Les frères Taviani ont mis dans ces contes italiens ce qu’il y a de plus beau en Italie – collines et palais de Toscane, fresques du Trecento, séduisantes jeunes femmes, vertueuses ou délurées… pour le plaisir des yeux. Passée la première demi-heure au ton un peu trop dramatique, les cinq nouvelles du Decameron sont mises en scène avec verve, alternant humour et passion.
Les dix personnages de Boccace, un peu affectés au début de l’histoire, se révèlent ensuite d’excellents conteurs. Alternent alors assemblées de demoiselles et damoiseaux dans la nature formant de lumineux tableaux vivants et récits courts rondement menés et bien joués, plein d’humour ou de passion.
Voici un film résolument esthétique – l’affiche, qui évoque une chorégraphie, donne le ton –, mais au charme désuet, dont on peine à ressentir la modernité. Les réalisateurs, âgés, prétendent pourtant avec ce film adapté du Decameron de Boccace, essayer de se « rapprocher des jeunes d’aujourd’hui et du présent difficile qui est le leur » (dans l’entretien du dossier de presse). Cependant, peu importe si les émotions des jeunes gens, fuyant la peste qui sévit à Florence au XIVe siècle, semblent factices, on se laisse séduire par la beauté de la campagne et des palais toscans, la perfection des images rappelant des œuvres peintes et la vivacité des récits que content les jeunes Florentins pour passer le temps et se distraire de leurs chagrins.
Les frères Taviani proposent une version du Decameron empreinte de poésie courtoise, dans laquelle sexualité et vulgarité sont gommées au profit d’un romantisme un peu mièvre. D’autant plus que tous ces jeunes gens éplorés sont anormalement beaux… Ce manque de profondeur fait craindre, au début du film, une adaptation de médiocre qualité.
Heureusement, une fois les dix personnages arrivés dans la villa champêtre où ils ont trouvé refuge, le décor devient enchanteur et la beauté des jeunes femmes prend tout son sens quand elles composent dans la nature, vêtues de robes chatoyantes, leurs longues chevelures dénouées, de superbes tableaux vivants.
Le jeu théâtral, un peu outré, des acteurs se prête mieux à l’interprétation des cinq nouvelles (choisies parmi les cent que compte le Decameron) racontées par les fugitifs. Pour le plaisir de leur auditoire et pour notre plaisir, les conteurs usent alors de tous les procédés de la narration pour rendre ces récits captivants, variant les tonalités de la farce à la tragédie en passant par la satire et le conte moral, ménageant le suspense jusqu’à la chute.

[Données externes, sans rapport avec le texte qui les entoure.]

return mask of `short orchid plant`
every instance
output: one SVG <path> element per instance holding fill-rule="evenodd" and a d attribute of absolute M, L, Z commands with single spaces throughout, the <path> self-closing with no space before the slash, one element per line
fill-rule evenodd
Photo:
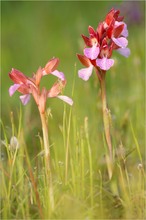
<path fill-rule="evenodd" d="M 47 168 L 48 184 L 49 184 L 49 197 L 50 204 L 53 208 L 53 190 L 52 190 L 52 180 L 51 180 L 51 168 L 50 168 L 50 146 L 48 137 L 48 126 L 46 119 L 46 101 L 48 98 L 57 97 L 69 105 L 73 104 L 73 101 L 68 96 L 60 95 L 63 88 L 66 85 L 66 79 L 63 72 L 59 72 L 56 68 L 59 64 L 58 58 L 53 58 L 48 61 L 44 68 L 39 67 L 37 72 L 33 74 L 32 77 L 25 76 L 22 72 L 17 69 L 12 69 L 9 73 L 9 77 L 14 82 L 14 85 L 10 86 L 9 94 L 12 96 L 16 91 L 19 91 L 22 95 L 20 96 L 23 105 L 26 105 L 30 96 L 34 98 L 41 117 L 43 140 L 44 140 L 44 155 L 45 163 Z M 52 74 L 58 78 L 57 82 L 54 83 L 51 89 L 47 90 L 45 87 L 40 89 L 40 82 L 42 77 Z"/>
<path fill-rule="evenodd" d="M 125 57 L 130 55 L 130 49 L 127 48 L 127 25 L 123 22 L 124 17 L 119 16 L 119 13 L 119 10 L 111 9 L 105 20 L 99 23 L 96 30 L 89 26 L 89 37 L 82 35 L 85 42 L 84 55 L 77 54 L 78 59 L 85 66 L 85 68 L 78 71 L 79 77 L 87 81 L 94 68 L 101 85 L 104 130 L 111 160 L 113 152 L 109 110 L 106 101 L 105 76 L 107 70 L 114 65 L 114 59 L 111 58 L 114 50 Z"/>

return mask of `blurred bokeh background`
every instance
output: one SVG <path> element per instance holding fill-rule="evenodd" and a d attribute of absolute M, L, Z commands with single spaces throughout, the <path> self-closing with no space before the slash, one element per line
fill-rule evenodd
<path fill-rule="evenodd" d="M 77 115 L 79 121 L 85 116 L 89 117 L 90 129 L 93 131 L 91 133 L 96 136 L 100 123 L 102 124 L 99 115 L 99 84 L 95 74 L 88 82 L 78 78 L 77 70 L 82 65 L 77 60 L 76 53 L 83 53 L 84 42 L 81 34 L 88 36 L 88 26 L 96 28 L 107 12 L 115 7 L 121 10 L 121 15 L 125 16 L 124 21 L 128 24 L 131 56 L 124 58 L 117 53 L 113 54 L 115 66 L 107 73 L 109 107 L 115 127 L 121 126 L 123 129 L 130 117 L 132 123 L 137 125 L 139 138 L 142 139 L 145 79 L 144 1 L 2 1 L 1 6 L 1 113 L 6 126 L 10 126 L 10 112 L 13 111 L 17 115 L 20 108 L 18 92 L 13 97 L 8 94 L 8 88 L 12 84 L 8 77 L 11 68 L 31 76 L 39 66 L 43 67 L 55 56 L 60 58 L 58 69 L 65 73 L 68 81 L 64 91 L 66 95 L 72 95 L 75 82 L 73 114 Z M 54 79 L 46 79 L 44 84 L 49 89 Z M 51 131 L 56 131 L 62 122 L 63 104 L 53 99 L 48 100 L 47 105 L 51 107 L 53 114 L 53 119 L 50 119 Z M 30 130 L 32 135 L 33 132 L 36 134 L 40 121 L 33 100 L 23 107 L 23 116 L 27 127 L 26 136 L 30 135 Z"/>

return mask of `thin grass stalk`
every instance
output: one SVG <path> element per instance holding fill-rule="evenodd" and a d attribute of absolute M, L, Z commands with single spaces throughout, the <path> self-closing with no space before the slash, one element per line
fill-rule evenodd
<path fill-rule="evenodd" d="M 67 129 L 67 142 L 66 142 L 66 152 L 65 152 L 65 185 L 68 182 L 69 141 L 70 141 L 71 114 L 72 114 L 72 109 L 70 109 L 70 112 L 69 112 L 69 121 L 68 121 L 68 129 Z"/>
<path fill-rule="evenodd" d="M 45 155 L 45 172 L 46 172 L 46 182 L 49 188 L 49 201 L 50 210 L 54 210 L 54 192 L 52 184 L 52 173 L 51 173 L 51 163 L 50 163 L 50 147 L 49 147 L 49 137 L 48 137 L 48 126 L 45 113 L 40 112 L 42 131 L 43 131 L 43 141 L 44 141 L 44 155 Z"/>
<path fill-rule="evenodd" d="M 29 160 L 29 156 L 28 156 L 26 147 L 25 147 L 25 154 L 26 154 L 26 164 L 28 166 L 29 177 L 30 177 L 33 189 L 34 189 L 36 202 L 37 202 L 37 206 L 38 206 L 38 211 L 39 211 L 40 217 L 43 218 L 43 212 L 42 212 L 42 207 L 41 207 L 41 202 L 40 202 L 40 196 L 39 196 L 39 193 L 38 193 L 37 184 L 36 184 L 36 181 L 35 181 L 35 178 L 34 178 L 34 175 L 33 175 L 33 171 L 32 171 L 32 168 L 31 168 L 31 164 L 30 164 L 30 160 Z"/>
<path fill-rule="evenodd" d="M 134 129 L 133 129 L 133 126 L 132 126 L 131 122 L 130 122 L 130 127 L 131 127 L 132 135 L 133 135 L 133 138 L 134 138 L 134 142 L 135 142 L 135 145 L 136 145 L 137 153 L 138 153 L 140 162 L 142 163 L 142 156 L 141 156 L 141 152 L 140 152 L 139 143 L 138 143 L 138 140 L 137 140 L 137 138 L 135 136 Z"/>
<path fill-rule="evenodd" d="M 90 173 L 90 203 L 91 207 L 93 207 L 94 200 L 93 200 L 93 168 L 92 168 L 92 153 L 91 153 L 91 146 L 89 142 L 89 133 L 88 133 L 88 118 L 85 118 L 85 135 L 87 140 L 87 147 L 88 147 L 88 156 L 89 156 L 89 173 Z"/>
<path fill-rule="evenodd" d="M 81 190 L 82 190 L 82 198 L 85 198 L 85 154 L 84 154 L 84 145 L 83 145 L 83 139 L 82 137 L 80 138 L 80 144 L 81 144 L 81 176 L 82 176 L 82 181 L 81 181 Z"/>

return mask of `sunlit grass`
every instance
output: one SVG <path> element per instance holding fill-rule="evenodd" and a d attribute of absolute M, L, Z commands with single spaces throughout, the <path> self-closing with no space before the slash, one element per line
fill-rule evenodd
<path fill-rule="evenodd" d="M 96 3 L 92 2 L 93 9 Z M 54 20 L 49 19 L 47 13 L 41 17 L 43 22 L 40 24 L 43 23 L 43 25 L 40 29 L 43 31 L 43 38 L 41 32 L 37 32 L 40 30 L 37 21 L 39 21 L 40 10 L 44 10 L 45 7 L 42 5 L 41 8 L 36 8 L 33 16 L 37 17 L 37 20 L 33 28 L 32 21 L 28 25 L 33 4 L 31 3 L 31 10 L 29 10 L 29 5 L 22 2 L 23 11 L 17 10 L 19 7 L 17 8 L 17 3 L 14 4 L 12 7 L 16 6 L 17 13 L 13 17 L 15 21 L 13 23 L 16 24 L 16 29 L 21 27 L 18 42 L 17 38 L 12 40 L 13 27 L 10 28 L 8 22 L 12 19 L 10 11 L 13 10 L 7 7 L 7 4 L 3 12 L 10 18 L 3 20 L 2 23 L 6 32 L 2 36 L 4 83 L 2 85 L 0 160 L 1 218 L 145 219 L 144 25 L 129 28 L 131 56 L 125 59 L 113 54 L 115 65 L 106 77 L 115 153 L 113 176 L 109 180 L 105 158 L 106 143 L 103 134 L 100 86 L 95 74 L 87 83 L 78 78 L 77 70 L 81 66 L 75 58 L 76 52 L 80 53 L 82 50 L 80 34 L 87 33 L 88 25 L 96 27 L 103 16 L 105 3 L 101 11 L 95 10 L 100 11 L 97 14 L 99 19 L 95 19 L 95 11 L 95 14 L 93 11 L 87 13 L 89 12 L 88 3 L 85 4 L 83 11 L 82 5 L 78 3 L 78 9 L 75 8 L 76 18 L 74 18 L 74 11 L 67 11 L 71 19 L 63 17 L 61 21 L 59 12 L 60 9 L 63 10 L 63 5 L 53 11 L 53 2 L 51 2 L 49 12 L 47 7 L 46 11 L 48 14 L 51 13 L 51 18 Z M 73 6 L 74 2 L 69 8 Z M 26 9 L 28 14 L 23 20 Z M 18 19 L 18 15 L 21 19 Z M 70 26 L 65 23 L 67 20 L 72 21 Z M 59 21 L 60 23 L 65 21 L 63 29 L 58 25 Z M 21 26 L 23 22 L 24 27 Z M 55 32 L 57 25 L 59 34 L 54 35 L 53 31 Z M 27 28 L 29 30 L 25 36 L 26 41 L 22 41 L 24 30 L 26 31 Z M 70 28 L 72 30 L 68 32 Z M 36 41 L 34 40 L 35 31 L 39 33 Z M 14 35 L 16 36 L 17 32 Z M 58 37 L 60 37 L 59 40 Z M 29 46 L 26 47 L 25 43 Z M 22 56 L 19 56 L 19 49 Z M 40 60 L 43 66 L 54 55 L 62 59 L 60 69 L 64 68 L 68 81 L 65 93 L 73 96 L 74 105 L 69 107 L 55 99 L 47 102 L 55 200 L 55 208 L 51 212 L 38 111 L 32 100 L 22 108 L 17 95 L 12 98 L 8 96 L 7 90 L 11 82 L 8 81 L 7 73 L 12 67 L 19 65 L 19 68 L 23 67 L 20 69 L 30 76 L 28 71 L 37 68 Z M 48 85 L 51 84 L 49 83 Z M 10 139 L 13 136 L 18 139 L 19 148 L 12 149 L 10 146 Z"/>

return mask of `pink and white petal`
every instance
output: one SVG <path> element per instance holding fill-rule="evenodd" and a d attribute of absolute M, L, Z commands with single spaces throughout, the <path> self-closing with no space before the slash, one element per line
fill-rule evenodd
<path fill-rule="evenodd" d="M 129 48 L 119 48 L 117 49 L 117 52 L 123 55 L 124 57 L 129 57 L 130 55 L 130 49 Z"/>
<path fill-rule="evenodd" d="M 65 80 L 65 76 L 63 72 L 59 72 L 58 70 L 54 70 L 51 72 L 52 75 L 57 76 L 61 80 Z"/>
<path fill-rule="evenodd" d="M 128 45 L 128 40 L 125 37 L 119 37 L 119 38 L 112 37 L 112 40 L 117 46 L 121 48 L 125 48 Z"/>
<path fill-rule="evenodd" d="M 22 104 L 26 105 L 30 100 L 30 94 L 21 95 L 20 99 L 21 99 Z"/>
<path fill-rule="evenodd" d="M 20 84 L 14 84 L 10 86 L 9 95 L 12 96 L 16 92 L 16 90 L 19 89 L 20 86 L 21 86 Z"/>
<path fill-rule="evenodd" d="M 99 47 L 97 47 L 96 44 L 93 45 L 93 47 L 84 49 L 84 55 L 91 60 L 95 60 L 98 57 L 98 54 L 99 54 Z"/>
<path fill-rule="evenodd" d="M 96 65 L 102 70 L 109 70 L 114 65 L 114 60 L 103 57 L 102 59 L 96 59 Z"/>
<path fill-rule="evenodd" d="M 128 37 L 127 24 L 125 24 L 124 22 L 123 22 L 123 24 L 124 24 L 124 29 L 123 29 L 121 35 L 122 35 L 123 37 Z"/>
<path fill-rule="evenodd" d="M 87 68 L 83 68 L 81 70 L 78 71 L 78 76 L 79 78 L 83 79 L 84 81 L 87 81 L 90 76 L 92 75 L 92 71 L 93 71 L 93 66 L 89 66 Z"/>
<path fill-rule="evenodd" d="M 127 29 L 127 24 L 125 23 L 125 22 L 123 22 L 123 21 L 115 21 L 115 27 L 118 27 L 119 25 L 121 25 L 121 24 L 124 24 L 124 29 L 123 29 L 123 31 L 121 32 L 121 35 L 123 36 L 123 37 L 128 37 L 128 29 Z"/>
<path fill-rule="evenodd" d="M 69 98 L 68 96 L 59 95 L 57 98 L 61 99 L 62 101 L 66 102 L 69 105 L 73 105 L 73 100 Z"/>

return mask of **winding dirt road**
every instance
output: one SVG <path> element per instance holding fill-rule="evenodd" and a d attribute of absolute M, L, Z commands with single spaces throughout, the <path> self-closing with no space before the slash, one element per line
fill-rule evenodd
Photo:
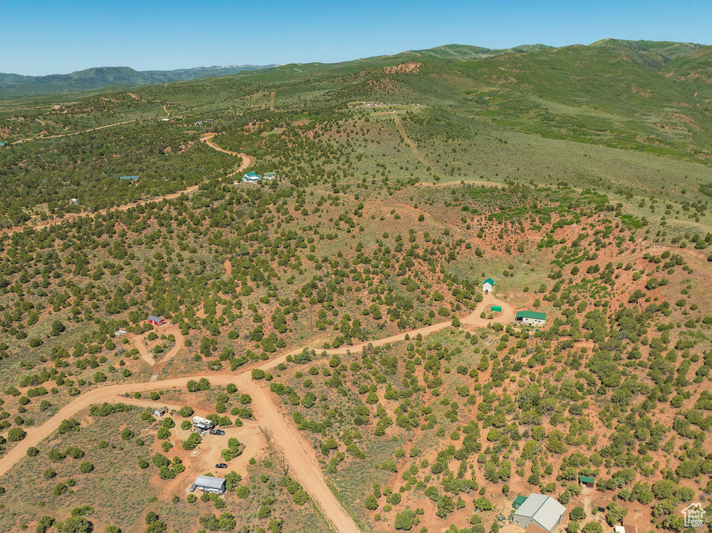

Commence alors un voyage dans la Toscane ensoleillée, de Pistoia à Montepulciano, dont les palais révèlent parfois furtivement de somptueuses tapisseries et des peintures murales rappelant l’art de Giotto. De nombreuses images évoquent en outre des peintures célèbres, par exemple la belle amante nue de dos prenant la pose de la Vénus au miroir de Velazquez.
Le titre italien, « Maraviglioso Boccaccio » (« le merveilleux Boccace ») tient finalement sa promesse : comme Boccace a accompli le prodige de divertir ses contemporains en temps de crise grâce à son imagination et son art de la narration, ce film des frères Taviani est une merveille pour les yeux et fait merveille sur l’humeur.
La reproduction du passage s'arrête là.